The claim of the appellants in this Court is essentially that N.M.Stat.Ann. § 1-8-8(A) (Supp.1979), as that statute has been applied to them by the Secretary of State, is unconstitutional in that it violates Article 1, Section 2, Clause 1 of the United States Constitution, and the First and Fourteenth Amendments to the Constitution by denying Skeen accéss to the general election ballot, and by denying the other appellants equal protection of the laws and the right to associate for political purposes, and by burdening their right to cast a meaningful and effective vote. As indicated at the outset, we are not persuaded by this broad-scaled challenge to the New Mexico statute, and we reject the suggestion that the people of the Second District will not be selecting their Congressman in the forthcoming general election.

N.M.Stat.Ann. § l-8-8(A) (Supp.1979), here under attack, should be viewed in its statutory context. 2 Under New Mexico law all nominations by political parties of candidates for public office must be made pursuant to its Election Code. N.M.Stat.Ann. § 1-7-1 (1978). Any major political party in New Mexico must nominate its candidates by secret ballot at a primary election. N.M.Stat.Ann. § 1-8-1 (1978). A major party candidate for United States Representative may have his name placed on the primary election ballot by receiving a certificate of designation by his state party convention. N.M.Stat.Ann. § l-8-21(A) (1978). In order for a would-be New Mexico candidate for Congress to be considered by his state party convention he or she must file, within a specific time prior to the state convention, a declaration of candidacy for convention designation, accompanied by a nominating petition. -N.M.Stat.Ann. § 1-8-22 through § 1-8-88 (1978 and Supp.1979).

Against this statutory backdrop, we review, again, the sequence of events leading to the present controversy, which events are not in dispute. Congressman Runnels and Gil M. Olguin made timely filing of their respective declarations of candidacy. Each received a designation at their party convention, and the name of each appeared on the primary ballot. By winning the primary contest, Congressman Runnels became the Democratic party candidate for Congress. The Republican party, in contrast, held no primary election for Congress for the Second District, because no one filed a declaration of candidacy for that office, as required by New Mexico statute. As indicated, it was in this setting, i. e., Congressman Runnels was an unopposed candidate for Congress from the Second District, that he died on August 5, 1980.

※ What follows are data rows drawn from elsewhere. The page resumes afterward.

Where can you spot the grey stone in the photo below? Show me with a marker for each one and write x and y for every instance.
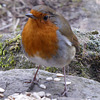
(13, 81)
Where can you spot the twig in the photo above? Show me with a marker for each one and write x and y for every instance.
(2, 28)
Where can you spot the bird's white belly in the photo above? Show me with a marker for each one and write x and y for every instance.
(63, 57)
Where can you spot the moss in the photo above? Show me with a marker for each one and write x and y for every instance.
(95, 32)
(51, 69)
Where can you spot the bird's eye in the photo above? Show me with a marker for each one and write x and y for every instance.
(45, 18)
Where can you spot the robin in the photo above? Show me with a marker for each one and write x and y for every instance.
(47, 39)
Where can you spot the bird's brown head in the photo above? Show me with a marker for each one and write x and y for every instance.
(39, 34)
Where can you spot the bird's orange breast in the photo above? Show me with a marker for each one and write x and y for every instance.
(39, 38)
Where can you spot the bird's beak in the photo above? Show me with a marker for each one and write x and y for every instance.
(30, 15)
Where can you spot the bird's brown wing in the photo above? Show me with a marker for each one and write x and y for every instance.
(67, 31)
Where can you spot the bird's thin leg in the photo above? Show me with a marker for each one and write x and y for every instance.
(65, 88)
(33, 81)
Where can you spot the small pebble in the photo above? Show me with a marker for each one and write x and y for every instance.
(35, 95)
(68, 83)
(2, 90)
(59, 75)
(41, 93)
(49, 79)
(28, 93)
(42, 86)
(1, 95)
(57, 79)
(48, 94)
(45, 98)
(53, 99)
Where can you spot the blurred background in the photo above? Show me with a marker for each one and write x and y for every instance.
(84, 18)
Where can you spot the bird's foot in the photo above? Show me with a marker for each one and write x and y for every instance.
(65, 92)
(33, 83)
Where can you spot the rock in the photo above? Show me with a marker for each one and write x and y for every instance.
(1, 95)
(49, 79)
(45, 98)
(2, 90)
(79, 89)
(67, 83)
(59, 75)
(42, 86)
(36, 95)
(48, 95)
(57, 79)
(41, 93)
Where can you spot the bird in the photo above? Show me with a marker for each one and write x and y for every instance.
(48, 40)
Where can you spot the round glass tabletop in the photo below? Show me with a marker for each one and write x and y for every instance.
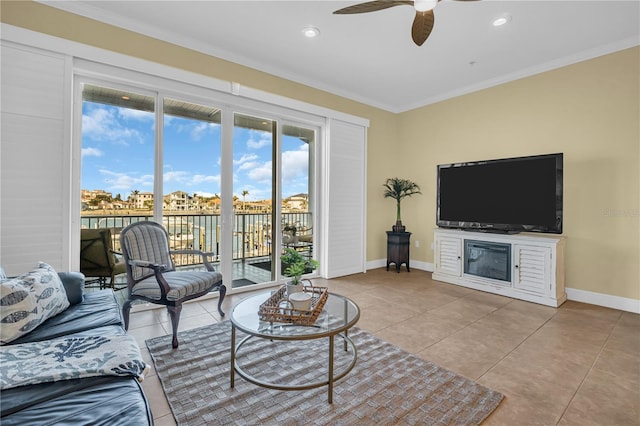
(339, 313)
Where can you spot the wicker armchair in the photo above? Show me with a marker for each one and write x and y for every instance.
(152, 276)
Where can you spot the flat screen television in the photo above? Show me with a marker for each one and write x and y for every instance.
(508, 195)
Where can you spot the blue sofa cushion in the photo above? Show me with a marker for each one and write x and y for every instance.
(98, 309)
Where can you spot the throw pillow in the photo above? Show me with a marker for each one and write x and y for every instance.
(28, 300)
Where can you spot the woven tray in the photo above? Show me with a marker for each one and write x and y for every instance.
(271, 310)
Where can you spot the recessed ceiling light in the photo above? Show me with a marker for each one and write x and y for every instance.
(501, 20)
(311, 32)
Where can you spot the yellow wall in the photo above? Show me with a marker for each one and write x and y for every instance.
(589, 111)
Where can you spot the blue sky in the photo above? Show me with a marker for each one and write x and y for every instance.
(118, 155)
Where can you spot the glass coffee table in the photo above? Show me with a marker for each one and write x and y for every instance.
(338, 316)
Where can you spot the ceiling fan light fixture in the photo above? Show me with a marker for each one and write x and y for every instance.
(501, 20)
(310, 32)
(424, 5)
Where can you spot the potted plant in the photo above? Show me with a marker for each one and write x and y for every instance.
(291, 230)
(397, 189)
(294, 265)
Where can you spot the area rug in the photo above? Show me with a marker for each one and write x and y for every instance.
(388, 386)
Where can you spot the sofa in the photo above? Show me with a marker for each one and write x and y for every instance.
(93, 400)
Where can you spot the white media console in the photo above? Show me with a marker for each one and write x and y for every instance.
(523, 266)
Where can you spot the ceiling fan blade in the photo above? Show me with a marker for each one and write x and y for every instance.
(422, 26)
(372, 6)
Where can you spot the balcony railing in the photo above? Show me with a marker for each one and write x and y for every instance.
(252, 232)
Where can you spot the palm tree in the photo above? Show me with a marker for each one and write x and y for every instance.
(397, 189)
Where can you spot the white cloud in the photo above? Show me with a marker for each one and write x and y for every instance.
(126, 182)
(295, 164)
(136, 114)
(261, 173)
(92, 152)
(258, 139)
(102, 124)
(245, 158)
(199, 179)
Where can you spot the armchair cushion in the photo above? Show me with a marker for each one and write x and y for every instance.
(30, 299)
(181, 284)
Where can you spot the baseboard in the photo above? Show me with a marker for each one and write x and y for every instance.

In arguing for reversal, counsel states that this is a unique case, unlike any other reported case, and he would apply, by analogy, the reasoning of cases relating to mal-apportionment and residency requirements. See, for example, White v. Weiser, 412 U.S. 783, 93 S.Ct. 2348, 37 L.Ed.2d 335 (1973); Dunn v. Blumstein, 405 U.S. 330, 92 S.Ct. 995, 31 L.Ed.2d 274 (1972); Wells v. Rockefeller, 394 U.S. 542, 89 S.Ct. 1234, 22 *710 L.Ed.2d 535 (1969); and Wesberry v. Sanders, 376 U.S. 1, 84 S.Ct. 526, 11 L.Ed.2d 481 (1964). We do not believe the present case is in reality analogous to those cases, and feel that Storer v. Brown, 415 U.S. 724, 94 S.Ct. 1274, 39 L.Ed.2d 714 (1974), for example, is more helpful.